Il en est ainsi décidé.
La commission des finances a reçu une délégation au fond de la part de la commission des lois sur trois des quatre articles dont nous nous étions saisis pour avis sur le projet de loi pour une République numérique : l'article 37 A, qui prévoit l'éligibilité au fonds de compensation de la taxe sur la valeur ajoutée (FCTVA) des dépenses d'investissement en matière d'infrastructures de réseaux de téléphonie mobile - article identique à celui qu'avait adopté le Sénat lors de l'examen du projet de loi de finance pour 2016 ; l'article 37 D, qui prévoit l'éligibilité au dispositif de suramortissement Macron des co-investissements liés au déploiement de la fibre optique - lui aussi identique à un article adopté par le Sénat en projet de loi de finance pour 2016 ; l'article 41, qui assouplit le régime applicable aux opérations de paiements par SMS, notamment aux dons aux associations caritatives, à condition que la valeur des paiements ne dépasse pas 50 euros par opération et 300 euros par mois.

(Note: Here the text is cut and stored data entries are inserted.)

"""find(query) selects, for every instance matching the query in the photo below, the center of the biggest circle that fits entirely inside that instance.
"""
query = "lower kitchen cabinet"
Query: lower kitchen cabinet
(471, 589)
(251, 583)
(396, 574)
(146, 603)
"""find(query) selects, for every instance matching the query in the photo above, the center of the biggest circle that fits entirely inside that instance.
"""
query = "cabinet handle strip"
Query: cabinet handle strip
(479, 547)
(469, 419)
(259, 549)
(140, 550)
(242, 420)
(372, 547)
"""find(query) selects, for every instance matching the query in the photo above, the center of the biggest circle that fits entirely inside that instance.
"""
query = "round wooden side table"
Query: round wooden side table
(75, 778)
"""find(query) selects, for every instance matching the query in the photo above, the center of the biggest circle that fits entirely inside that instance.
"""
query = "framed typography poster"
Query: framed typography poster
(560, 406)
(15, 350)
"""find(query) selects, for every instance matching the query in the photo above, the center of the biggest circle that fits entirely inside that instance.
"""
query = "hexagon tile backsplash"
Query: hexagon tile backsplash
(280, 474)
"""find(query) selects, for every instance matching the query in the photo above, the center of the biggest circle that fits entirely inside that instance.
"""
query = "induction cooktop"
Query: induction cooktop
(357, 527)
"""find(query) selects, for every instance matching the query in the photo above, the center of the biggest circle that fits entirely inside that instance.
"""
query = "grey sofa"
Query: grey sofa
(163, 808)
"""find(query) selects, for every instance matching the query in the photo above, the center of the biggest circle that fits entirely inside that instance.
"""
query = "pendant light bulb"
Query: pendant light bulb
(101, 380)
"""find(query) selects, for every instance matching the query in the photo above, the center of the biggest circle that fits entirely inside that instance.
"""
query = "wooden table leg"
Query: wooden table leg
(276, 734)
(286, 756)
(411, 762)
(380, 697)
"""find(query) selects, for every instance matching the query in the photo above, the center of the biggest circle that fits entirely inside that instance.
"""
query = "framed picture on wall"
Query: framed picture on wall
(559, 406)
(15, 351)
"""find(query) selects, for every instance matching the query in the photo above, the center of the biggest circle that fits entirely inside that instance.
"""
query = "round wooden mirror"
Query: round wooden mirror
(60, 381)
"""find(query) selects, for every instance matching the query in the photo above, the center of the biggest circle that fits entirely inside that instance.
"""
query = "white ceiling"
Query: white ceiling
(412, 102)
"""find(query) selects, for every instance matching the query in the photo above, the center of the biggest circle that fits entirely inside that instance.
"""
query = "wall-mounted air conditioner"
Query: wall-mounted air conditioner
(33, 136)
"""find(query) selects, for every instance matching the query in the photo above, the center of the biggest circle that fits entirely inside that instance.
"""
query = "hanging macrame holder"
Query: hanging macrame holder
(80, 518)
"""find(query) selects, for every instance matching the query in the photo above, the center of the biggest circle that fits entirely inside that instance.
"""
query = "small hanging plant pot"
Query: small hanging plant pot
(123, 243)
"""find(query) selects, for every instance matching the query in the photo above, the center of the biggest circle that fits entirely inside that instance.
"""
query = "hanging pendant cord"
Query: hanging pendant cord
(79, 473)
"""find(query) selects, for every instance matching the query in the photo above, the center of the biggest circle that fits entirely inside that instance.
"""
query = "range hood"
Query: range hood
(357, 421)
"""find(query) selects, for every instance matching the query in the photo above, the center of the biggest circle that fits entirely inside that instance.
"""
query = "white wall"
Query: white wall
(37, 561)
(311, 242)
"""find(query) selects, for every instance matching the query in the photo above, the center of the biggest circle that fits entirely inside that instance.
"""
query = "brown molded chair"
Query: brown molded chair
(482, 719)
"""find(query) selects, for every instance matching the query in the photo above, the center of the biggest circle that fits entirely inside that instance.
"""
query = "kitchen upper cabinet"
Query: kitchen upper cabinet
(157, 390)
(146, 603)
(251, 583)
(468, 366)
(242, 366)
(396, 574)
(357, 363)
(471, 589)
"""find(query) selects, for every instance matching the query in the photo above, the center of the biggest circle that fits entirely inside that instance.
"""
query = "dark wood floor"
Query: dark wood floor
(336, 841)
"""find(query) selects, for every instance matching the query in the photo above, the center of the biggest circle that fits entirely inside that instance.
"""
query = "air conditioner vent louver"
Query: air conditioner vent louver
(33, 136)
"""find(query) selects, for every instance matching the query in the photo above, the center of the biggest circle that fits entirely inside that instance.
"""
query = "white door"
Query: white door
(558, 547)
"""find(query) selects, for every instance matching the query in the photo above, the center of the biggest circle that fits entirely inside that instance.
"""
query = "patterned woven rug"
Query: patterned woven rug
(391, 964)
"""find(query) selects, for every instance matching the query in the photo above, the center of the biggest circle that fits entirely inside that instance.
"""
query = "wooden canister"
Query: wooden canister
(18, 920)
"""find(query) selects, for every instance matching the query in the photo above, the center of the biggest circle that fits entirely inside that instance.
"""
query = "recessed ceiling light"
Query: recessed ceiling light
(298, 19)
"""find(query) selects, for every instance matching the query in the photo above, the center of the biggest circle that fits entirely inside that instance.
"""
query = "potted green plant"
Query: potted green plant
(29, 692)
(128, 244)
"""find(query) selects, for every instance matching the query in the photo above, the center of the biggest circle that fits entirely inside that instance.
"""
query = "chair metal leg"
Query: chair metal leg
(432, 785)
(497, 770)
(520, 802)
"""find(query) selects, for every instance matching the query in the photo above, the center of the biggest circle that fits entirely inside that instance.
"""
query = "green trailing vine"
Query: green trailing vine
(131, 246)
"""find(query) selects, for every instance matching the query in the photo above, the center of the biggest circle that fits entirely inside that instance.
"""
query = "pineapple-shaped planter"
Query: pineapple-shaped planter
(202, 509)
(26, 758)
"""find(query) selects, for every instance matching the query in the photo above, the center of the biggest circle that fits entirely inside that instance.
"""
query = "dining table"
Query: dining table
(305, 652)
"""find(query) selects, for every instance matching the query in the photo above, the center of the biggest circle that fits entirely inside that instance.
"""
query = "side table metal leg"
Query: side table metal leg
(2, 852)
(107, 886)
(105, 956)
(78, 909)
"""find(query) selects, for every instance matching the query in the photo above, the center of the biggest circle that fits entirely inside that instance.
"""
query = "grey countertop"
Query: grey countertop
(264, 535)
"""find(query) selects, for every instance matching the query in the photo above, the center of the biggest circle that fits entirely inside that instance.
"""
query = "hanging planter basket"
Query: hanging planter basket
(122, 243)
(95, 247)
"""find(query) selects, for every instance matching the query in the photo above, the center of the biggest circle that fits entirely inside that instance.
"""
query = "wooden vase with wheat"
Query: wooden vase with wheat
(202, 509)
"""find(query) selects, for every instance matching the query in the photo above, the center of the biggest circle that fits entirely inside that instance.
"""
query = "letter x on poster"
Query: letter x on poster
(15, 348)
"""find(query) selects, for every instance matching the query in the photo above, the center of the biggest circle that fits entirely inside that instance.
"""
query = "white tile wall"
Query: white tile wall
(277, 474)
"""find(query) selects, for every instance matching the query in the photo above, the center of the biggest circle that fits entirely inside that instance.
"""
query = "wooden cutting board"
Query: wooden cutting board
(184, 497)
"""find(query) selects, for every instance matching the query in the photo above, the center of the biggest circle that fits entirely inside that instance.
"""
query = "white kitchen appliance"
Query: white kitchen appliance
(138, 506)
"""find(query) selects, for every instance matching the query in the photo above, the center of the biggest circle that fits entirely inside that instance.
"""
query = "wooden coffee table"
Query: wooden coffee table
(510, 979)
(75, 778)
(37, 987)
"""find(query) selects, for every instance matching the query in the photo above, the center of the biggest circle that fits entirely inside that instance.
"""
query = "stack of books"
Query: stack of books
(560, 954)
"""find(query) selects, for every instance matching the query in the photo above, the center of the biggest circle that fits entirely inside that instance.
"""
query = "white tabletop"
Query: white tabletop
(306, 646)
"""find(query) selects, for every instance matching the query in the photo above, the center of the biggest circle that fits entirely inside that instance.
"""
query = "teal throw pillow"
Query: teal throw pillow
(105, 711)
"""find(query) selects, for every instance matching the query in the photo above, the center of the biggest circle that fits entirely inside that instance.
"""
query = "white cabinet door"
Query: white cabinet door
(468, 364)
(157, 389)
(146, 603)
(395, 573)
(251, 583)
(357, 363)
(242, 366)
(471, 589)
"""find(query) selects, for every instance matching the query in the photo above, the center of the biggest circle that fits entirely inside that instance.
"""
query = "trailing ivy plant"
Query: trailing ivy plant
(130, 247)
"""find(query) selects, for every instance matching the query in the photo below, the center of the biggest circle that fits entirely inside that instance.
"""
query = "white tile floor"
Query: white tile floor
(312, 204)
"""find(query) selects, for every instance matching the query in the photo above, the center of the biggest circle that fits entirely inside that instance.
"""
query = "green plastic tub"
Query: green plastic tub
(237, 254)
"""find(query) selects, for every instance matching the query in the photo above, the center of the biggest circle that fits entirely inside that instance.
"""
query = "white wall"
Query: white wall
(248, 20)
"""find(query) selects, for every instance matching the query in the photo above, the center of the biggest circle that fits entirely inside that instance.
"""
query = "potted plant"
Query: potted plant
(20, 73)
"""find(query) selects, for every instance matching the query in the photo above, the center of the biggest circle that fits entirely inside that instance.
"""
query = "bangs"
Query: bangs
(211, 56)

L'article 42, qui vise à prévoir un cadre juridique pour les compétitions physiques de jeux vidéo en réseau, fera l'objet d'un avis simple de notre commission. Le rapport de Philippe Dallier sera examiné le 5 avril prochain en commission des finances.
La commission procède enfin à l'audition pour suite à donner à l'enquête de la Cour des comptes, transmise en application de l'article 58-2 de la LOLF, sur la journée défense et citoyenneté (JDC).
Le compte rendu de cette réunion sera publié ultérieurement.